The ISIS followed up
with another report claiming that Pakistan
was putting up a third plutonium producing
reactor at its Kushab facility which will
greatly enhance the country’s bomb producing
capability. While the ISIS assertion is no
new revelation on, the mischief in the two
reports is the warning that a clear 123 deal
will enhance India’s nuclear capability, and
that a nuclear arms race has already
started.
Albright’s assertions
defy commonsense. How could a Pakistani
nuclear weapons programme started around
2002 have been influenced by the India-US
civilian nuclear agreement discussions which
started only in 2005?
A media report quotes
John Ritter, Chief UN weapons inspector
between 1991 and 1998 having said, “David
Albright has a history of being used by
those who seek to gain media attention for
their respective claims”. Ritter also
dismissed Albright’s claim as an “expert” as
a “disservice to the term” and “misleading
in the extreme”.
Ritter’s credibility is
unchallenged. His deposition that Iraq no
longer had a nuclear programme proved
accurate despite the Iraq invasion by the US
and its coalition forces in 2003.
David Albright’s lie
about India seeking centrifuge technology is
mailed squarely by a press release of
September 19 the Department of Atomic
Energy, of the Indian government that the
drawing attributed to is of a convoluted
tube for various applications and does not
reveal any sensitive information.
The question,
therefore, arises about Dr. David Albright –
why he allows himself to be used by
interested parties? As it is popularly said,
“There is no free meal in the USA”. The
interests against India lie mainly in China
and its forward nuclear base, Pakistan.
The anti-India
non-proliferation lobby in Washington can be
divided broadly into two categories. One is
the old cold warriors who refuse to see
India from any other view than a partner of
the erstwhile Soviet Union – hence support
old cold war allies China and Pakistan
against India. The other is the group
personified by Dr. David Albright and Daryl
Kimbal, the kind defined by John Ritter.
Amidst this shrill
propaganda to label India as a proliferator
at the worst, and as unreliable and unable
partner to prevent proliferation from its
institutions at the best, a major issue
needs to be addressed. How will the global
regimes including the NSG deal with those
countries who proliferate with impunity and
lie through their teeth to deny their
violations, especially among the so-called
legitimate nuclear weapon powers?
Since David Albright’s
ISIS raised the issue of Pakistan’s Kushab
plutonium reactors, the international
community regimes like the NSG have no
alternative but to address the issue openly
and frankly.
The Kushab facility,
otherwise known as the Kushab Chemical Plant
(KCP) is moving towards its third and fourth
plants.
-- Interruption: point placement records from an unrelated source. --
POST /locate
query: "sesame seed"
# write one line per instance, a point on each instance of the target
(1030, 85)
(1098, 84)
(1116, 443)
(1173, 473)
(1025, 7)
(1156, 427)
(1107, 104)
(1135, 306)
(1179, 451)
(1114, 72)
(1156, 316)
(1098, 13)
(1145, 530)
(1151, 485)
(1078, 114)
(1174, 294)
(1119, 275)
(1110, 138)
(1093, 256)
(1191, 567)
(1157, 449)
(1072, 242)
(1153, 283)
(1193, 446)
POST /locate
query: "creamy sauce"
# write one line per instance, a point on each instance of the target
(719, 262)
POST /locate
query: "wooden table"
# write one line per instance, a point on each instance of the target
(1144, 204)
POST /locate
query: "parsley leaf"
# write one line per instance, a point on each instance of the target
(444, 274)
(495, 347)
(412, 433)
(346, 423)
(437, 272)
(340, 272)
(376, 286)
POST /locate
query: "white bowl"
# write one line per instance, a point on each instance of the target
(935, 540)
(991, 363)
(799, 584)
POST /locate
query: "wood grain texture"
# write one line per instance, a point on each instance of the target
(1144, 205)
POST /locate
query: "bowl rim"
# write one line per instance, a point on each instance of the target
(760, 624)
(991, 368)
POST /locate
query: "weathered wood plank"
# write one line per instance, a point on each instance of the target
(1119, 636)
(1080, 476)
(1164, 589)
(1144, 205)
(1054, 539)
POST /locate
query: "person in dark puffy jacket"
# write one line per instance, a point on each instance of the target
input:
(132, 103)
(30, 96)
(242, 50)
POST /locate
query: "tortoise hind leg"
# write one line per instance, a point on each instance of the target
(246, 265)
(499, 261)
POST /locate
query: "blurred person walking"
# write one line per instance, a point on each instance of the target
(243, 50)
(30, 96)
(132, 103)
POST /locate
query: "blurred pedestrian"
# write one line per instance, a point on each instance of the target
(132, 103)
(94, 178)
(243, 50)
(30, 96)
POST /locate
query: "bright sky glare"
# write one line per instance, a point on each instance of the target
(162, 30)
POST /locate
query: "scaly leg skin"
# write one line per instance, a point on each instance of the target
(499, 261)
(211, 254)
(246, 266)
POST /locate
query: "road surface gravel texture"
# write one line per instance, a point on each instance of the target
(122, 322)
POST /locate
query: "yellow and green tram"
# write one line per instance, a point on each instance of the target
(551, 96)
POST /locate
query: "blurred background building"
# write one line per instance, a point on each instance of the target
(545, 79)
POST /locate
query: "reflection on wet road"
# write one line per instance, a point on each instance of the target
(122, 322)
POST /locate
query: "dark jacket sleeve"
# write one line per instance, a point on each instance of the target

KCP-I is a heavy water reactor
required for plutonium production. KCP-II is
the first plutonium production reactor. The
KCP-III, referred to as the second plant by
the ISIS report started construction around
2002 with Chinese assistance. The KCP-IV is
also with Chinese assistance, but
commencement of work on this reactor is yet
to be confirmed.
The initial KCP
reactors were set up by the Chinese on a
turn-key basis. KCP-III is not totally
turn-key, as the Pakistani scientists and
engineers have been trained adequately in
China and technology has been transferred.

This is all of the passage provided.